Знакомство с дамами, которых принято называть comme il faut, побудило меня еще больше обращать внимание на свою внешность и заботиться об элегантности моего наряда, чем настоятель и моя бабушка были очень недовольны. Однажды, отозвав меня в сторону, настоятель со сладкой улыбкой сказал мне, что в пути, который я себе выбрал, больше заботятся о том, чтобы Богу нравилась душа, я не миру — внешность. Он нашел мои волосы чересчур ухоженными, а помаду чересчур пахучей. Он сказал, что демон ухватит меня когда-нибудь за мои длинные волосы, о которых я так пекусь, и закончил цитатой из канонического устава: «Анафема клирику, который отращивает волосы». В ответ я привел в пример сотни надушенных аббатиков, которым никто не грозит лишением сана, хотя на их туалет уходит пудры вчетверо больше, что они употребляют помаду из амбры, от которой женщины млеют и падают в обморок, а моей жасминовой довольны все, с кем я встречаюсь в обществе. Закончил я сожалением, что вызвал его неудовольствие, но если бы я не следил за собой, не был бы опрятным, я походил бы на нищенствующего капуцина, а не на аббата.
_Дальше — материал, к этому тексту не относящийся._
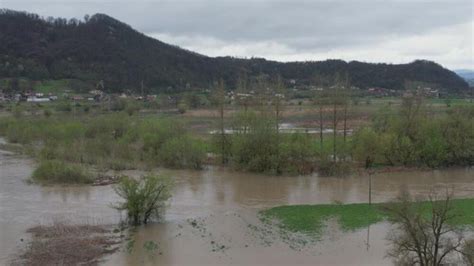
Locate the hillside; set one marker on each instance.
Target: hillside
(466, 74)
(102, 48)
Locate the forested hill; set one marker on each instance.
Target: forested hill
(102, 48)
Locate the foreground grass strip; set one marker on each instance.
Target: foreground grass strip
(310, 219)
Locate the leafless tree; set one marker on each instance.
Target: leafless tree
(423, 233)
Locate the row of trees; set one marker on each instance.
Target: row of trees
(255, 141)
(414, 136)
(411, 134)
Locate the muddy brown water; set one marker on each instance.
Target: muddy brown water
(212, 217)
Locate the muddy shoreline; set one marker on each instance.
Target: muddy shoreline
(213, 215)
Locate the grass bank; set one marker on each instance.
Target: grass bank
(310, 219)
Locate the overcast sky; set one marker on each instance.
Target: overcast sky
(393, 31)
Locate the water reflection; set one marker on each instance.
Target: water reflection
(228, 201)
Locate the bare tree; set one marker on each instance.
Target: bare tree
(220, 95)
(468, 252)
(423, 234)
(277, 102)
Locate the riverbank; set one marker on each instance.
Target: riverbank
(224, 203)
(311, 219)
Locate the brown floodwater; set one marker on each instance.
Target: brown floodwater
(212, 217)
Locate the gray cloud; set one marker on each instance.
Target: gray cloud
(301, 26)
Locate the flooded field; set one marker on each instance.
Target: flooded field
(212, 217)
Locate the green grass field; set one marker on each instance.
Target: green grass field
(310, 219)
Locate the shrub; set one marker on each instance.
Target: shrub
(182, 108)
(144, 198)
(63, 107)
(47, 112)
(59, 172)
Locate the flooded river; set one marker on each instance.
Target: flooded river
(212, 217)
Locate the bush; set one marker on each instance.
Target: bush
(47, 112)
(59, 172)
(144, 198)
(182, 108)
(63, 107)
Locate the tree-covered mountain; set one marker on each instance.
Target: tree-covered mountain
(100, 48)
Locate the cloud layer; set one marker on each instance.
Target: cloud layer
(367, 30)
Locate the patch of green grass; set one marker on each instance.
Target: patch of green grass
(310, 219)
(52, 86)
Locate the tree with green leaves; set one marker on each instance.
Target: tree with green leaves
(144, 198)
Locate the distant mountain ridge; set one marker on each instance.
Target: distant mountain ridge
(101, 48)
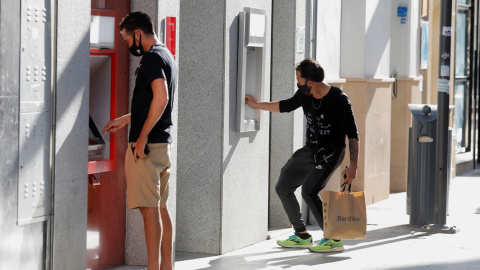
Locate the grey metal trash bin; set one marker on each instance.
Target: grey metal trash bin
(421, 165)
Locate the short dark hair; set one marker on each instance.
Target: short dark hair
(137, 20)
(311, 70)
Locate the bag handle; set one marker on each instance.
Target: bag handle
(343, 187)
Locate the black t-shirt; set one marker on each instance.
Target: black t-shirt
(335, 118)
(157, 63)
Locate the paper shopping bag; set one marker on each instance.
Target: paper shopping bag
(344, 214)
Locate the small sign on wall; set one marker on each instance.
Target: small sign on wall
(300, 39)
(402, 14)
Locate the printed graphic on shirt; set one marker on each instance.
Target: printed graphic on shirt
(324, 128)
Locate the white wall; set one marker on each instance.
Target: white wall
(365, 39)
(405, 50)
(329, 20)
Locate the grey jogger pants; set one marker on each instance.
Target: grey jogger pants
(300, 170)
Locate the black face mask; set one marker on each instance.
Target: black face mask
(304, 88)
(136, 50)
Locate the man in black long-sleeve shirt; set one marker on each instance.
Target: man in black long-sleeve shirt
(330, 119)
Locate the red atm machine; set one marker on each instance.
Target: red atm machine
(106, 189)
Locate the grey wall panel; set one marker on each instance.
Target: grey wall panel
(21, 247)
(71, 153)
(200, 125)
(245, 155)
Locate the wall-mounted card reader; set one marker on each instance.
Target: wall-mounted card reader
(252, 25)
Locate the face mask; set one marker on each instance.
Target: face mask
(136, 50)
(304, 88)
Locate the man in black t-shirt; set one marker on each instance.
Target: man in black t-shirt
(330, 119)
(147, 159)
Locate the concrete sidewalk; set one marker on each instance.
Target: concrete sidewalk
(391, 243)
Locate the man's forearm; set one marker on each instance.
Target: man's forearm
(268, 106)
(354, 149)
(157, 107)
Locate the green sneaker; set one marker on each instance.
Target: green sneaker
(296, 241)
(327, 245)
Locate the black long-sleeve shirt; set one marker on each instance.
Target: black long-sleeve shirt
(335, 118)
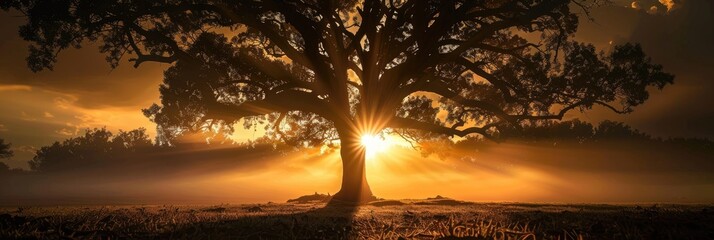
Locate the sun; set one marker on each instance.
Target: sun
(374, 144)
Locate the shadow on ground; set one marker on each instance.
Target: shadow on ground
(436, 218)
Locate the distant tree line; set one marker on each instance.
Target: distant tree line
(98, 147)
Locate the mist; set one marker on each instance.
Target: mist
(601, 172)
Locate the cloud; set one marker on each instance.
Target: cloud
(653, 10)
(26, 149)
(15, 87)
(27, 117)
(636, 5)
(66, 132)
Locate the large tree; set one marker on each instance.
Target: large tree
(318, 70)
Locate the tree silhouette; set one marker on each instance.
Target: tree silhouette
(314, 71)
(5, 151)
(97, 147)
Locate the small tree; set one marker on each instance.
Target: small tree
(313, 70)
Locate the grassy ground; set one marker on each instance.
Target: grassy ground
(416, 219)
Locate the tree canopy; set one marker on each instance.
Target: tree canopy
(313, 71)
(365, 65)
(5, 151)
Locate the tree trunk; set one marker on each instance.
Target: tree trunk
(355, 189)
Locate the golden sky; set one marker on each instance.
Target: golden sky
(83, 92)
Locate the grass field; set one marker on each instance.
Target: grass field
(389, 219)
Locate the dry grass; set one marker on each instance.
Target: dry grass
(390, 220)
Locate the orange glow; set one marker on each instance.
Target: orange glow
(374, 144)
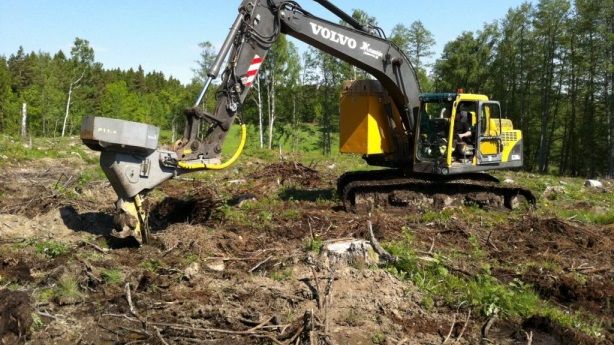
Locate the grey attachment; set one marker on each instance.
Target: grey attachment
(129, 154)
(102, 134)
(131, 174)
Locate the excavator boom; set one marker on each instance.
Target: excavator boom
(133, 163)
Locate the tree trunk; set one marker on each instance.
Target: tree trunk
(272, 114)
(24, 120)
(73, 85)
(260, 120)
(67, 109)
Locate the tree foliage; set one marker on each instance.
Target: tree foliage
(550, 65)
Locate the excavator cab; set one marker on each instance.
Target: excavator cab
(493, 142)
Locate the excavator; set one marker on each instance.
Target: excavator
(386, 119)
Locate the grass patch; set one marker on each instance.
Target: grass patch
(67, 289)
(112, 276)
(151, 265)
(51, 248)
(314, 245)
(443, 216)
(482, 293)
(282, 275)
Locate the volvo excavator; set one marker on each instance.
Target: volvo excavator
(386, 119)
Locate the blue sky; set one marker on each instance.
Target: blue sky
(163, 35)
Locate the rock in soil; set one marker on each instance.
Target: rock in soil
(15, 317)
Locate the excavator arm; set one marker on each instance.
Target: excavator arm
(129, 154)
(257, 26)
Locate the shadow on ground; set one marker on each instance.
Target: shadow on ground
(307, 194)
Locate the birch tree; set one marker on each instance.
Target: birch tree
(82, 58)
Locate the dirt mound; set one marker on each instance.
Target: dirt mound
(198, 208)
(562, 335)
(288, 173)
(15, 270)
(15, 317)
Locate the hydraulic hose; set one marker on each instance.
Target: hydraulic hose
(202, 166)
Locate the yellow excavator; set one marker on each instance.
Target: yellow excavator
(431, 144)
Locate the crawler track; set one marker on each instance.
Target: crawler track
(364, 190)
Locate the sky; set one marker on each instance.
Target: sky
(163, 35)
…Пребывая в таком умонастроении, я получил в начале осени письмо от графини Монреали. Она приглашала меня провести несколько дней в ее* поместье Пасеан*. У нее должна была собраться блестящая компания, в числе которой была и ее дочь, только начавшая появляться в обществе. Она отличалась красотой и умом, и таким прекрасным глазом, что его красота вполне компенсировала отсутствие второго. Я принял это приглашение и провел в Пасеане время, о котором вспоминаю и сейчас с большим удовольствием.
…Вернувшись в Венецию, я возобновил свои ухаживания за Анжелой (племянницей моего настоятеля), которые я начал несколькими неделями раньше.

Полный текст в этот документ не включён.